Institute of Cytology & Genetics, 630090, Novosibirsk, Russia; FAX: +7(3832)356-558; E-mail: jpon@bionet.nsc.ru;
1Institute of Computational Mathematics & Mathematical Geophysics, Novosibirsk, Russia;
Recent evaluations of the genome annotation algorithms have shown the necessity to increase the recognition accuracy of the functional DNA/RNA sites (Burset, 1996; Fickett, 1997). Thus, it is timely to search for additional sources of experimental data applicable to recognition of the functional sites from their sequences. We suggest to compile the activity values of the sites and physico-chemical and conformational properties of DNA/RNA. Employing the earlier described linear-additive approximation (Kolchanov, 1998), these data allow to predict the activity of the functional sites from their sequences. First, we have described in a data base over 240 experiments on promoters, protein-binding sites, mRNA leaders, pre-mRNA processing sites, and many other DNA and RNA sites with the activities characterized quantitatively in terms of kinetic and equilibrium constants, lifetime and helical bend of DNA/protein complexes, cutting efficiencies, the reporter gene expression, transcription or translation levels, etc.

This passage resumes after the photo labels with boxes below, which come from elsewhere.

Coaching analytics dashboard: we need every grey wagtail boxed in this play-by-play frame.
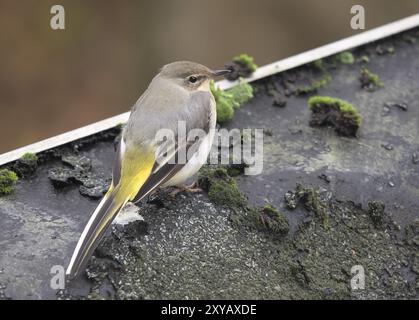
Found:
[66,61,230,279]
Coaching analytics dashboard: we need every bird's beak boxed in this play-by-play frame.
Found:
[212,69,231,77]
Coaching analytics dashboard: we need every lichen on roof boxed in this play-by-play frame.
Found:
[13,152,38,177]
[308,96,362,126]
[308,96,362,137]
[359,66,384,91]
[0,169,19,195]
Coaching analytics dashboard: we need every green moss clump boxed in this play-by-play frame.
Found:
[308,96,362,127]
[313,59,326,72]
[359,67,384,91]
[358,55,370,63]
[210,82,253,123]
[233,53,258,72]
[198,167,247,209]
[20,152,38,164]
[13,152,38,178]
[230,204,289,237]
[294,74,332,96]
[0,169,19,195]
[336,51,355,64]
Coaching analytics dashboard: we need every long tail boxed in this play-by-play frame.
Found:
[66,187,128,279]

In the second data base, we have compiled over 30 complete sets of dinucleotide values of propeller, twist, tip, tilt, bend, wedge, direction, inclination, rise, depth, width, dist, size, persistent length, entropy, enthalpy, free energy, melting temperature, and other DNA and RNA properties. Then, we have cited all the huge body of experimental data via an reference base on article titles, authors, journals, abstracts, figure and table numbers. Currently, this base comprises over 60 articles. Next, the linear-additive approximation (Kolchanov, 1998) was applied to determine those mean values of the DNA/RNA properties in the neighborhood of the functional sites that can be used to predict activities of the sites from their sequences. These programs have been stored in the C-code data base. Finally, the above data bases on (1) the functional DNA/RNA site activities, (2) the conformational and physico-chemical DNA\RNA properties, (3) the relevant references, and (4) the C-code programs predicting site activities from their sequences have been integrated using SRS query language (Etzold, 1993). That resulted the distributed knowledge base ACTIVITY for the functional DNA/RNA site activities, http://wwwmgs.bionet.nsc.ru/systems/Activity/.
This work was supported by Russian Human Genome, Russian Foundation for Basic Research, SB RAS Young Scientists Grants.